Edwin B. Henderson


“Among blacks, basketball was at first considered a ‘sissy’ game, as was tennis in the rugged days of football.”
—Edwin Bancroft Henderson, 1939

Role: Pioneering athlete, referee, basketball organizer, recreation worker, physical fitness advocate, and civil rights activist.
Teams: Washington 12 Streeters, Howard University

Edwin B. Henderson
Edwin B. Henderson.

In 1904, Edwin Bancroft Henderson, a Black gym teacher from Washington, D.C., learned the game of basketball during a summer class at Harvard University and returned to the District to teach the game to African Americans on a wide-scale organized basis for the first time. For this pioneering effort, Henderson is considered the “Grandfather of Black Basketball.”

In 1910, Henderson organized and played for the Washington 12th Streeters, whose home court was at the Twelfth Street Colored YMCA. He then successfully petitioned nearby Howard University to adopt the 12 Streeters as its first varsity basketball team.

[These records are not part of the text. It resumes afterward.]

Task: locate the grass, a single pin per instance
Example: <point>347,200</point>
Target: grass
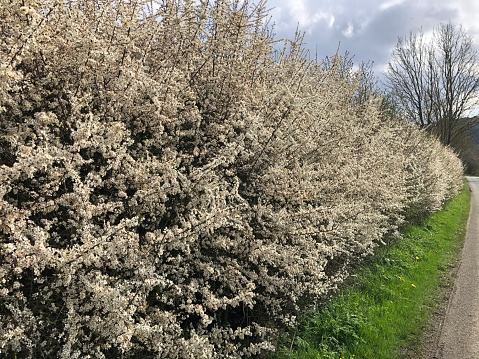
<point>392,297</point>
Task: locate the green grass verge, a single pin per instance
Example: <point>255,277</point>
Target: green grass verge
<point>392,297</point>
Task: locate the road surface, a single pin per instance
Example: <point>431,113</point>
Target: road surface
<point>459,336</point>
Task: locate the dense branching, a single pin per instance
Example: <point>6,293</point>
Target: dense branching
<point>170,187</point>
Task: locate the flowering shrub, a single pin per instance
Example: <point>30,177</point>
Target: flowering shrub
<point>172,187</point>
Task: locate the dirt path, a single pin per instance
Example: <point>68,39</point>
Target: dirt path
<point>459,335</point>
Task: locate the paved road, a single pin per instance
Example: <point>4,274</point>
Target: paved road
<point>459,338</point>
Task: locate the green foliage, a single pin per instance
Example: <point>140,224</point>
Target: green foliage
<point>171,187</point>
<point>391,298</point>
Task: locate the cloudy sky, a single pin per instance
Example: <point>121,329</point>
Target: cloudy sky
<point>367,29</point>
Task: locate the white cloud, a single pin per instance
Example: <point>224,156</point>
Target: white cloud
<point>349,31</point>
<point>389,4</point>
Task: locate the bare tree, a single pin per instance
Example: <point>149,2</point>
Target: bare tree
<point>436,82</point>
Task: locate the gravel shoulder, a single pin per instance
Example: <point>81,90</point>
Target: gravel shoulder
<point>456,328</point>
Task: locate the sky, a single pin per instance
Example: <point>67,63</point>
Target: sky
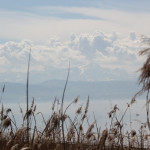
<point>100,38</point>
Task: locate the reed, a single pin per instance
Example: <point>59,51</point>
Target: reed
<point>61,132</point>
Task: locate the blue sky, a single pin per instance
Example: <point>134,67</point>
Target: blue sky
<point>101,39</point>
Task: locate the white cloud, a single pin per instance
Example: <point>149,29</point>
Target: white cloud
<point>97,56</point>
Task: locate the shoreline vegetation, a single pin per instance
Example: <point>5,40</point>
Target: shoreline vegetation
<point>61,132</point>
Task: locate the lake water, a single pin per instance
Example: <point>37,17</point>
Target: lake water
<point>101,108</point>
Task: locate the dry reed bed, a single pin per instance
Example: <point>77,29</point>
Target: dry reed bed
<point>61,132</point>
<point>13,137</point>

From 1910 through 1912, Henderson and fellow physical training advocate William A. Joiner published The Official Handbook of the Inter-scholastic Athletic Association of the Middle Atlantic States, which provided details about African American basketball organizations and activities during that period. The handbooks are a compilation of profiles and photographs solicited from Black basketball programs along the East Coast, throughout the South, and as far west as Iowa.

“The Interscholastic Athletic Association Handbook had the distinction,” Henderson said in 1954, “of being the first book that was ever written by a black man which dealt specifically with black athletics in black schools.”

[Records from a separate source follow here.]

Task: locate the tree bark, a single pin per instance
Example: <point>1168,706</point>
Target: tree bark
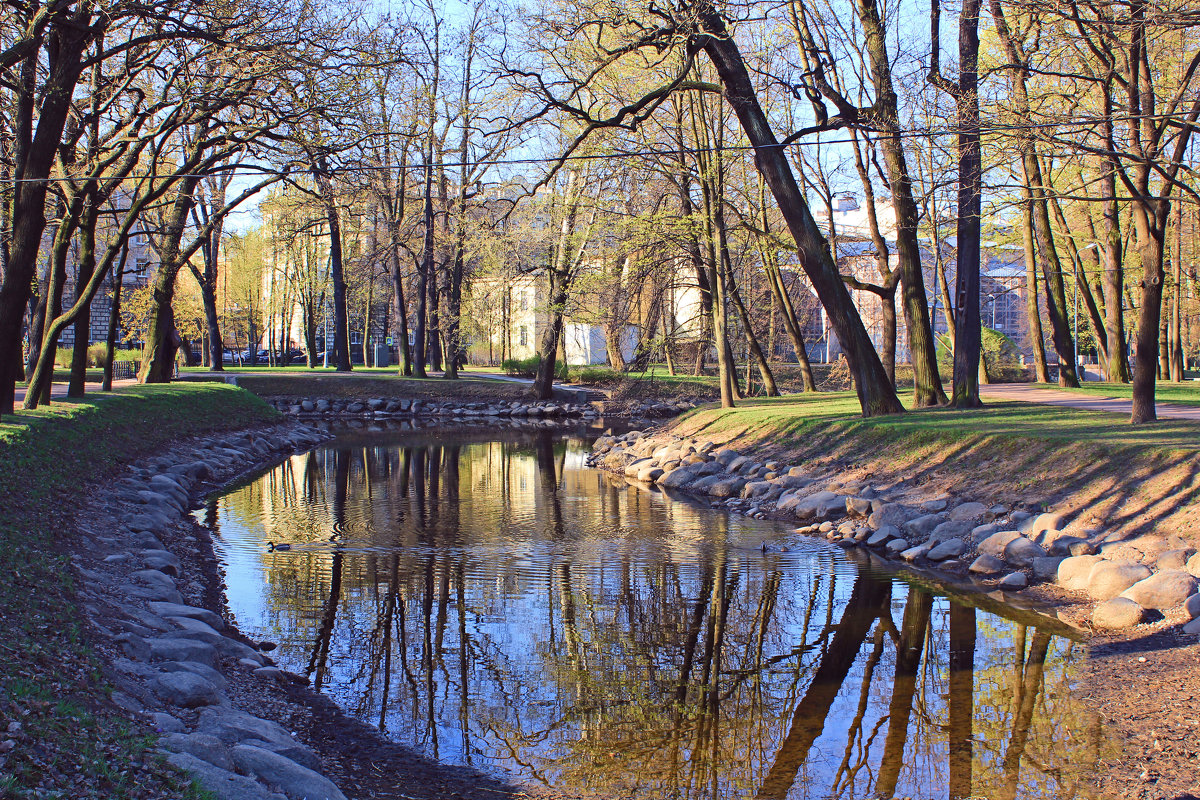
<point>875,392</point>
<point>966,318</point>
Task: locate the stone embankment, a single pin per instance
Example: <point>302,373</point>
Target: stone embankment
<point>391,408</point>
<point>1131,581</point>
<point>177,663</point>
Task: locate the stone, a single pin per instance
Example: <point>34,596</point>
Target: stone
<point>858,506</point>
<point>951,529</point>
<point>727,488</point>
<point>204,671</point>
<point>649,474</point>
<point>1176,559</point>
<point>983,531</point>
<point>283,774</point>
<point>202,745</point>
<point>154,578</point>
<point>887,513</point>
<point>1117,614</point>
<point>178,609</point>
<point>235,649</point>
<point>295,751</point>
<point>185,690</point>
<point>1047,567</point>
<point>232,726</point>
<point>1110,578</point>
<point>947,549</point>
<point>1162,590</point>
<point>193,629</point>
<point>882,536</point>
<point>967,512</point>
<point>1074,571</point>
<point>166,722</point>
<point>987,565</point>
<point>1014,581</point>
<point>997,542</point>
<point>133,647</point>
<point>222,785</point>
<point>172,648</point>
<point>1021,552</point>
<point>923,525</point>
<point>1044,522</point>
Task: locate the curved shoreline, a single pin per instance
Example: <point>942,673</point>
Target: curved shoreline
<point>1073,573</point>
<point>151,589</point>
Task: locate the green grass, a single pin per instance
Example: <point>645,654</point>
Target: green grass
<point>1186,394</point>
<point>70,743</point>
<point>796,416</point>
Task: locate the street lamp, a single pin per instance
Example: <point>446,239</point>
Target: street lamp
<point>1075,264</point>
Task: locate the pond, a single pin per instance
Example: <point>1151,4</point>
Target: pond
<point>491,601</point>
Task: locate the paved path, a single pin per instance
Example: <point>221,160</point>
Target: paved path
<point>1035,394</point>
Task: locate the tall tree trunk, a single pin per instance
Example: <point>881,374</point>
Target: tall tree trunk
<point>927,380</point>
<point>34,151</point>
<point>876,395</point>
<point>162,338</point>
<point>966,319</point>
<point>84,270</point>
<point>1176,336</point>
<point>114,320</point>
<point>336,271</point>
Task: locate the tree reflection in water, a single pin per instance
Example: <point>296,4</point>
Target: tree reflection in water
<point>495,602</point>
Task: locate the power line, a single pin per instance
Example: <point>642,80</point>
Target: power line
<point>923,133</point>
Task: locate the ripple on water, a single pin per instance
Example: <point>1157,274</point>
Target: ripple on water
<point>497,603</point>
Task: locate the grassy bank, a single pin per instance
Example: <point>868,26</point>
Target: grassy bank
<point>1113,474</point>
<point>59,737</point>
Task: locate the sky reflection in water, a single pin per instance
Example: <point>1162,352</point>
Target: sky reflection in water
<point>493,602</point>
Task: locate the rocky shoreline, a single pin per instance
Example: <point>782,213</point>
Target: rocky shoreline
<point>1092,579</point>
<point>393,408</point>
<point>145,583</point>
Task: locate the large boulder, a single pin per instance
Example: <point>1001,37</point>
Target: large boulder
<point>285,775</point>
<point>1110,578</point>
<point>1176,559</point>
<point>1021,552</point>
<point>221,783</point>
<point>988,565</point>
<point>923,525</point>
<point>951,529</point>
<point>1162,590</point>
<point>1073,572</point>
<point>887,513</point>
<point>996,543</point>
<point>1117,614</point>
<point>967,512</point>
<point>185,690</point>
<point>946,549</point>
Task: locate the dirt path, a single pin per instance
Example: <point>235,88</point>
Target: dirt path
<point>1033,394</point>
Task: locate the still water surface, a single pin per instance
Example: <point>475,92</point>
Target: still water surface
<point>491,601</point>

Henderson, previously an unsung pioneer, had many distinguished accomplishments in a lifelong career dedicated to the advancement of physical fitness and recreation among African American school children, as well as in the advocacy of civil rights causes.

Henderson was enshrined into the Naismith Memorial Basketball Hall of Fame in 2013, the first Black Fives Era pioneer to be inducted by the Pioneers of Early African American Basketball Committee.